Short term investment
You need to trade Penny stocks quickly. If you expect an increase in stock price, put in your money, and get out with the profits as soon as the price increases. If you wait around too much, the chances of earning a profit are very low. That’s why when it comes to penny stocks, intraday and swing trading are your best bets. Because you have to trade quickly, investing in penny stocks ensures you start to see some profits fairly quickly as compared to other forms of investment.
When Trading With Penny Stocks
There are some major downsides to trading with penny stocks that you need to consider before you start trading. This does not mean you must refrain from penny stocks. In fact, it means the opposite. Be aware of the downsides so that you will know what you are doing and can be successful even while trading penny stocks.
If the profit is high, the risk is high too. If in the previous examples the stock price of XYZ company falls to $1, you immediately face a $1,000 loss. However, if you keep a check on your risk management practices, you can manage this. As a trader who is well on the way to making this a full-time career, you’ll make multiple trades each day so setting your upper limit of risk at 1% ensures you minimize any losses (while still allowing you to build your portfolio).
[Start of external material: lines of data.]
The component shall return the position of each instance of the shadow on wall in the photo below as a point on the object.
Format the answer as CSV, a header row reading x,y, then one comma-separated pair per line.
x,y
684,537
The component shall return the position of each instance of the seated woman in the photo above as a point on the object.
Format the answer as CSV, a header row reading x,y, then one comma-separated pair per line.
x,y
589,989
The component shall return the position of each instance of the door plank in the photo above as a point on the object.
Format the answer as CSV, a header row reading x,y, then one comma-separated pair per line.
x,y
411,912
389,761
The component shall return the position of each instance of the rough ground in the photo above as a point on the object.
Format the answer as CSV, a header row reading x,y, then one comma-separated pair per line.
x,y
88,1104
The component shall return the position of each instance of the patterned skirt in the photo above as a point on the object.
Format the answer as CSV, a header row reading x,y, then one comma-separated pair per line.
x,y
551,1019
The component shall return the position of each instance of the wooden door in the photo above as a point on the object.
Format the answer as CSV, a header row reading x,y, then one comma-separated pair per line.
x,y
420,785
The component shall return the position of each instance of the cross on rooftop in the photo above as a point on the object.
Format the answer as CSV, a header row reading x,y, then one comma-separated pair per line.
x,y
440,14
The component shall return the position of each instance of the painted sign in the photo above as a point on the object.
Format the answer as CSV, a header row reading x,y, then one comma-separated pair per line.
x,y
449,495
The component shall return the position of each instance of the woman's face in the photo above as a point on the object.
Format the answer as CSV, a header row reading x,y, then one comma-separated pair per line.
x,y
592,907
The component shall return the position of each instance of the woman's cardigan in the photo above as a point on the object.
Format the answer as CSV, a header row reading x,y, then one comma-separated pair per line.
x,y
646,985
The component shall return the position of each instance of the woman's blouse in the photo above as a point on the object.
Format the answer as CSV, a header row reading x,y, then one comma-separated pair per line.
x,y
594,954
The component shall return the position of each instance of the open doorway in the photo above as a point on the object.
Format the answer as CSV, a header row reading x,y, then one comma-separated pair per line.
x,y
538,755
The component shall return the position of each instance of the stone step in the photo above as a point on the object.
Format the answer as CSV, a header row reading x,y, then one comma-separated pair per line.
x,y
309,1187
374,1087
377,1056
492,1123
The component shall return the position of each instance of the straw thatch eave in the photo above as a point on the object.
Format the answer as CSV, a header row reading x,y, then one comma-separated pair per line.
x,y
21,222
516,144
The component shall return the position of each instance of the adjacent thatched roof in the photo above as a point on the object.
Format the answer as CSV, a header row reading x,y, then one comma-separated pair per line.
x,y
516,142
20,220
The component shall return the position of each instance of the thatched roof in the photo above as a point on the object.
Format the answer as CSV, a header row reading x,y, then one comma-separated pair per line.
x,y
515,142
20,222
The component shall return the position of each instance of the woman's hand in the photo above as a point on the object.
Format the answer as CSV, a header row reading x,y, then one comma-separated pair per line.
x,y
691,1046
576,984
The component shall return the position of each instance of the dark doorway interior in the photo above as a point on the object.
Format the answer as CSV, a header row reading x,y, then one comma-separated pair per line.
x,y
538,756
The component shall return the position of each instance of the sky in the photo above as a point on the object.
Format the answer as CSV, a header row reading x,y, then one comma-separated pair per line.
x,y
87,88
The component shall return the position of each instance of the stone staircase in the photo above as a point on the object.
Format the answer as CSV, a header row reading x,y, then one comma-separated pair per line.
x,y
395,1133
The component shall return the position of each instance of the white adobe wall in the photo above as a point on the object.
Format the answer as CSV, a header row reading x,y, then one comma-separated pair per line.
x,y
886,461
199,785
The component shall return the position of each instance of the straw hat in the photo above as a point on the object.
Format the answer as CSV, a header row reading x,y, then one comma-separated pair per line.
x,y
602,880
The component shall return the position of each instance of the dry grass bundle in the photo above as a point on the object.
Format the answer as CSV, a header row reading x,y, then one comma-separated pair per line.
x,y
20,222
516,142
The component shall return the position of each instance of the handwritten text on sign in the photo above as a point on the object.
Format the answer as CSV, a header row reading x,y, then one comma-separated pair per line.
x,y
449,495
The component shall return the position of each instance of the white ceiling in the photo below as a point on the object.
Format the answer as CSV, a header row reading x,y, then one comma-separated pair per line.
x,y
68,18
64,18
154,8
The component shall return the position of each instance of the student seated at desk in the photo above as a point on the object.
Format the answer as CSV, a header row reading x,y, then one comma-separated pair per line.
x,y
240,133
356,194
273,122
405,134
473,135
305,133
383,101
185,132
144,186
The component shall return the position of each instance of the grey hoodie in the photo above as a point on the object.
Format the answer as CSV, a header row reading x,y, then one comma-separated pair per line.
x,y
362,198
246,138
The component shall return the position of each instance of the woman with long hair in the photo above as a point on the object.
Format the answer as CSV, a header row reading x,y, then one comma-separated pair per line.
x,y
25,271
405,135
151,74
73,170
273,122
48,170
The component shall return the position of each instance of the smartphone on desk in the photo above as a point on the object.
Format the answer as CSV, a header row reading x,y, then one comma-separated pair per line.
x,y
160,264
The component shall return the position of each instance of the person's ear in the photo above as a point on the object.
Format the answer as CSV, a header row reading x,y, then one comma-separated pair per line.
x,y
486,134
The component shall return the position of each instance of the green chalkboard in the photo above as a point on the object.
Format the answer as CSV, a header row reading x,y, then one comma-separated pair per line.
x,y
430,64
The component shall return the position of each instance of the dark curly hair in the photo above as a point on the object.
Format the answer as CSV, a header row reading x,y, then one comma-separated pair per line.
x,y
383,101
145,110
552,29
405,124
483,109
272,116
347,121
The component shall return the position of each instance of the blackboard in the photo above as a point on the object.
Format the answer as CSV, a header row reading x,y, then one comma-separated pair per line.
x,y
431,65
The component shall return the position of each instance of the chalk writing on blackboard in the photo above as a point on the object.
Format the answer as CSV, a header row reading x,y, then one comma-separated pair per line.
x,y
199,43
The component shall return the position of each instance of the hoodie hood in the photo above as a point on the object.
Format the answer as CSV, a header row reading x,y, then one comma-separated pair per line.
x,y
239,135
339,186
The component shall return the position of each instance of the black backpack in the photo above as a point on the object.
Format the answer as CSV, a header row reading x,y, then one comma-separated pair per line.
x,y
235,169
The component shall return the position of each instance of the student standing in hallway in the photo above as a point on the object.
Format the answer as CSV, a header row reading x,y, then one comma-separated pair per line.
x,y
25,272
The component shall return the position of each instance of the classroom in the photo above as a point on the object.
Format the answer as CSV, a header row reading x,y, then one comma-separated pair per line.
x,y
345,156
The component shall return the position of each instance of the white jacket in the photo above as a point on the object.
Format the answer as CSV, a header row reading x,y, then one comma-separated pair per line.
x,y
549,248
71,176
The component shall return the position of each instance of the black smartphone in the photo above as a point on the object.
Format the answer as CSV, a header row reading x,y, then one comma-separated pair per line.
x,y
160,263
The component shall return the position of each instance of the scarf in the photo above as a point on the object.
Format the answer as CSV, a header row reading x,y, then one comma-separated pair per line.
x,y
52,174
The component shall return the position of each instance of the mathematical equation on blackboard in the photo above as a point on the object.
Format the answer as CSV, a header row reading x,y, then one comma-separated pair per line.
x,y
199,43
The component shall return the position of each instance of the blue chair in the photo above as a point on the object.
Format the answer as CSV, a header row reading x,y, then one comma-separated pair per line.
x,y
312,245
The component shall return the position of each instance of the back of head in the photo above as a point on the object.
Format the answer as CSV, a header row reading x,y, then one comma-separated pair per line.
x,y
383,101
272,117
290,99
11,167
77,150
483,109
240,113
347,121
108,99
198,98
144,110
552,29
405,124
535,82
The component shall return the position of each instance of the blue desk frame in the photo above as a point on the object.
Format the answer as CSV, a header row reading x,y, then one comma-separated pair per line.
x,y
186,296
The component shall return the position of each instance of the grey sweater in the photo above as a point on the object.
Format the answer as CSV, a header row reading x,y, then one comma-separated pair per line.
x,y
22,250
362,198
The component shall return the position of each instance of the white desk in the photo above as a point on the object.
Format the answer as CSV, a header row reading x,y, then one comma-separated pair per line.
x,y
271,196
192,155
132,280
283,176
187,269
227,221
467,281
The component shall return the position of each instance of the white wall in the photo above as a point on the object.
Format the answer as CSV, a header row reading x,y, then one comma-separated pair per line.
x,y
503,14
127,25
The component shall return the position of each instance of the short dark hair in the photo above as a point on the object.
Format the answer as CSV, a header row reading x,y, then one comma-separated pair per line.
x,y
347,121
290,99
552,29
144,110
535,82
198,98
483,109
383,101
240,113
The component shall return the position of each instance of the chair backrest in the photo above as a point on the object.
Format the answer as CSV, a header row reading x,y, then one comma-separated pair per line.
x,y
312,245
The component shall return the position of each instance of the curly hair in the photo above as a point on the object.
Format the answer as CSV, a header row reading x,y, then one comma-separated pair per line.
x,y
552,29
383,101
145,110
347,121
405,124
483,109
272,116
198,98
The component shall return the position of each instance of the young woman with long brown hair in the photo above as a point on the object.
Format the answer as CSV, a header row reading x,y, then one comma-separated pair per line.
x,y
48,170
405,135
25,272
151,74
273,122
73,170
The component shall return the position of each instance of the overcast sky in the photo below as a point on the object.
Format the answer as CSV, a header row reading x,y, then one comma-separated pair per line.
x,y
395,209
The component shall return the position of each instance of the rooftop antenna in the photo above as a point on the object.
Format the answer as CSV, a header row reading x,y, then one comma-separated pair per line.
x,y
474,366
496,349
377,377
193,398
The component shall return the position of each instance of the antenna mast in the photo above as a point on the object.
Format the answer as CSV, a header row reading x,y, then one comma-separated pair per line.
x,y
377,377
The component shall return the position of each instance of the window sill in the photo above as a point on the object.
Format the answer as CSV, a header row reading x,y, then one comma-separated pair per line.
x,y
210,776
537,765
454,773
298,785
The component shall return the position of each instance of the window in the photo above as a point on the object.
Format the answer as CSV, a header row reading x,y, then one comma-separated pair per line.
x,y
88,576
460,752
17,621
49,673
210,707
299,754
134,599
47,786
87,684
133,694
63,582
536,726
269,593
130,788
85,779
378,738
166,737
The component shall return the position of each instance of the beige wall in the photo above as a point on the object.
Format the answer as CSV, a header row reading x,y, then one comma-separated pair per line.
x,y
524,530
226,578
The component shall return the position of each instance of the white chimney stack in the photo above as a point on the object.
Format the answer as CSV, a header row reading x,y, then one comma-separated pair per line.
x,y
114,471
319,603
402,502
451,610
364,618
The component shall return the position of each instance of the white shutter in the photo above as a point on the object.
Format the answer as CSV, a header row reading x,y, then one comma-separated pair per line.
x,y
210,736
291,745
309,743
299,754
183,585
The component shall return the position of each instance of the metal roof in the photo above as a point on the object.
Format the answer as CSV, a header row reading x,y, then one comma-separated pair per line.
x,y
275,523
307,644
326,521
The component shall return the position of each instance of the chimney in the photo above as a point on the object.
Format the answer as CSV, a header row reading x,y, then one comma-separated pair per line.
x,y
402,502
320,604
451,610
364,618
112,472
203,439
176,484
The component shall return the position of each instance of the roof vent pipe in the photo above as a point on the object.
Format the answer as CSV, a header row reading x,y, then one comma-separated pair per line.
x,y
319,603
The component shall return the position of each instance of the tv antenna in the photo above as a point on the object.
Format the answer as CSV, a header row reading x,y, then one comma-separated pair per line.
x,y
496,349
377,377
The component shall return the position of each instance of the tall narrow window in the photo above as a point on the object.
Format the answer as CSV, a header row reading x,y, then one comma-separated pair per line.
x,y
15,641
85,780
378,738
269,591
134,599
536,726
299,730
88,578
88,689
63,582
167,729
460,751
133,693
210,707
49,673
I go into this in more detail in this article.
Intraday, swing trading and short selling are usually the preferred ways of trading penny stocks. With their highly volatile nature, it’s best to look for a window where a share price increase is predicted based on technical analysis. Selling those shares as soon as you think it’s reached its peak (or doing the reverse if you’re doing a short sell), is the best option here. Waiting around beyond that can result in a major loss. Investing inherently means a long-term trade. The kind where you wait around for months or maybe a year (in this case) before selling off your shares.
Penny stocks are volatile by nature. Their share prices are unpredictable and can be easily manipulated by making large purchases. This is a GOOD thing in my opinion. This is why some of my students are able to make the money they do. Because they take advantage of this volatility! When working with a highly volatile stock, the risk is higher but the chances of success are also high. So this seeming downside of penny stocks is something you can take advantage of.